The GT3 RS will use the same 3.8-litre flat-six engine, but will be tuned to 500bhp and have improved acceleration, although the maximum speed is likely to remain at a shade under 200mph.
You’ll definitely be noticed in the GT3 RS, thanks to the huge rear wing that dominates its appearance. Add in a rear diffuser, front splitter, deeper air intakes and a wider track with stretched bodywork, and it looks like a classic track car.
The track feel is likely to be carried through to the interior, which is expected to be stripped out as part of efforts to make the car as light as possible. You won’t get much in the way of luxury for your £125,000.
Porsche Cayman GT4
Porsche is strongly rumoured to be planning to use January’s Detroit Motor Show to launch a high-performance version of an existing model, with the Cayman GT4 the most likely candidate.
The manufacturer is yet to confirm that a Cayman GT4 is in the pipeline, but it has been spotted testing what appears to be a track spec version of the mid-engined coupe with a 911 GT3-style rear wing and dual exhaust pipe.
It will be the fastest ever Cayman, with speculation suggesting the same flat six 3.4-litre engine used in the GTS will be tuned to produce between 370 and 400bhp.
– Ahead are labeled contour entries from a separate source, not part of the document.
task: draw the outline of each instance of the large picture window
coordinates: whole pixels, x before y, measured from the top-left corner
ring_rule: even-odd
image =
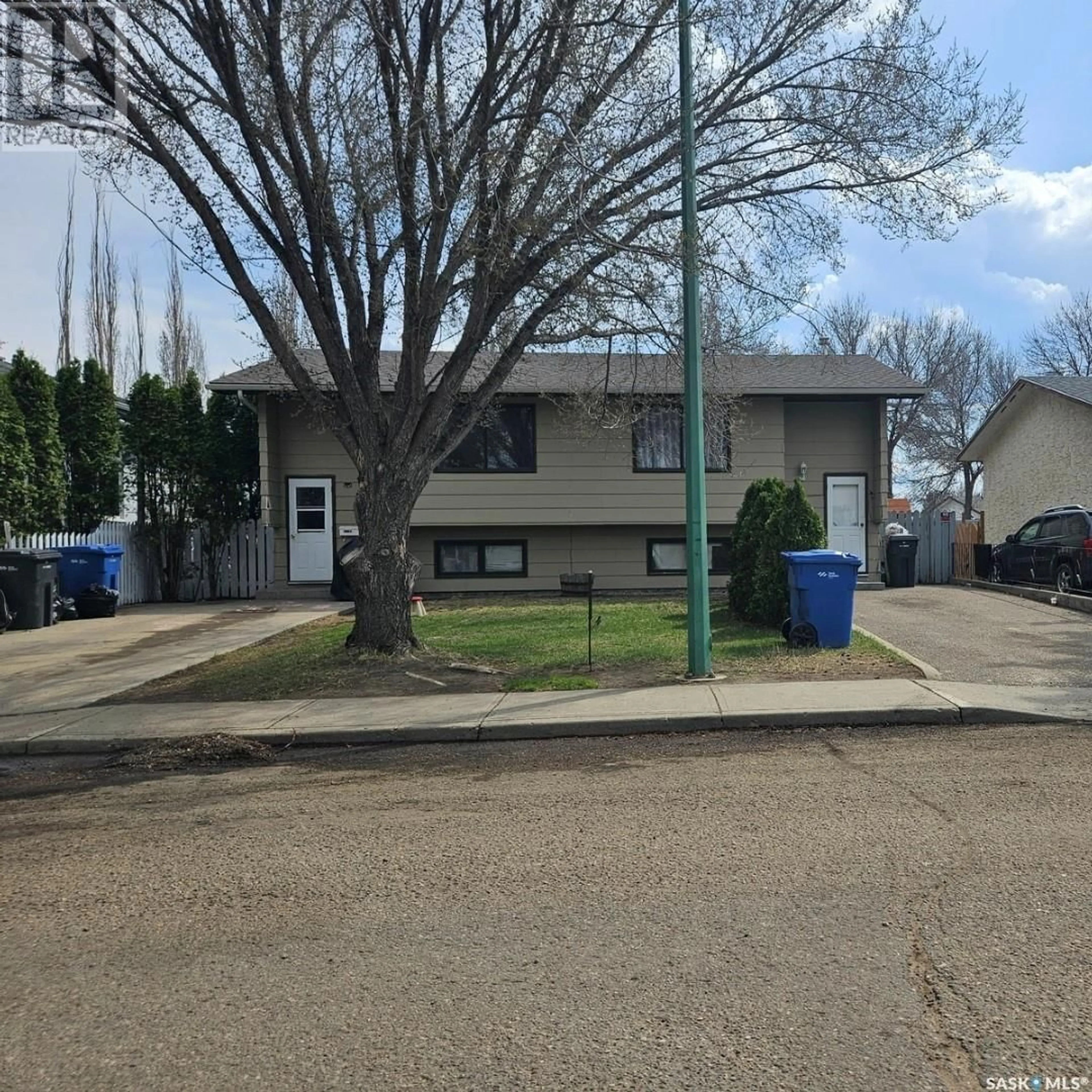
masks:
[[[526,539],[510,542],[437,539],[437,577],[525,577],[526,574]]]
[[[491,407],[437,470],[448,474],[533,474],[535,407],[523,403]]]
[[[677,402],[650,406],[633,422],[634,471],[685,471],[686,437],[682,406]],[[705,470],[732,470],[732,436],[727,415],[705,410]]]
[[[686,573],[685,538],[649,538],[650,577],[677,577]],[[711,575],[724,575],[731,571],[732,539],[710,538],[709,571]]]

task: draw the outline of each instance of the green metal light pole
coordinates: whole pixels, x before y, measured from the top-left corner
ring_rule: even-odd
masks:
[[[679,114],[682,126],[682,420],[686,434],[687,666],[711,675],[709,548],[705,527],[705,415],[701,391],[698,293],[698,198],[693,163],[693,69],[690,0],[679,0]]]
Expect to pay upwards of £65,000 for the GT4.
Porsche 991 facelift
A new generation 911 is expected in 2018, but Porsche plans to give the 991 a makeover before then and the new look should be unveiled at the Frankfurt Motor Show in September.
The big news is that the 991 range is to switch to turbocharged six-cylinder engines, with only the GT3 and new GT3 RS remaining naturally aspirated. The entry-level Carrera is expected to feature a 2.9-litre engine which generates around 365bhp (although some rumours have claimed 400bhp for the base engine – impressive, if true), while the Carrera S is likely to have a 3.8-litre 415bhp unit (most outlandish rumour 520bhp).
A facelift for the 911 usually means very few changes to the exterior styling, but by their own standards the Porsche designers are likely to be quite adventurous this time. Expect a new front bumper with larger air ducts, a rear bumper with cooling slits, LED daytime running lights and revised LED tail lights.
Porsche Boxster Facelift
Facelift is probably the wrong term to describe the changes to the Boxster set to be unveiled late in 2015, as there will be very little difference to the styling, other than new headlights.
The big change will be the introduction of the flat-four turbocharged engines Porsche eventually plans to rollout across a number of model ranges. The revamped Boxster range is likely to feature 2.0 and 2.5-litre engines, generating up to 395bhp.
As well as the new models set to go on sale, keep an eye out for some exciting concept cars being unveiled at the major motor shows.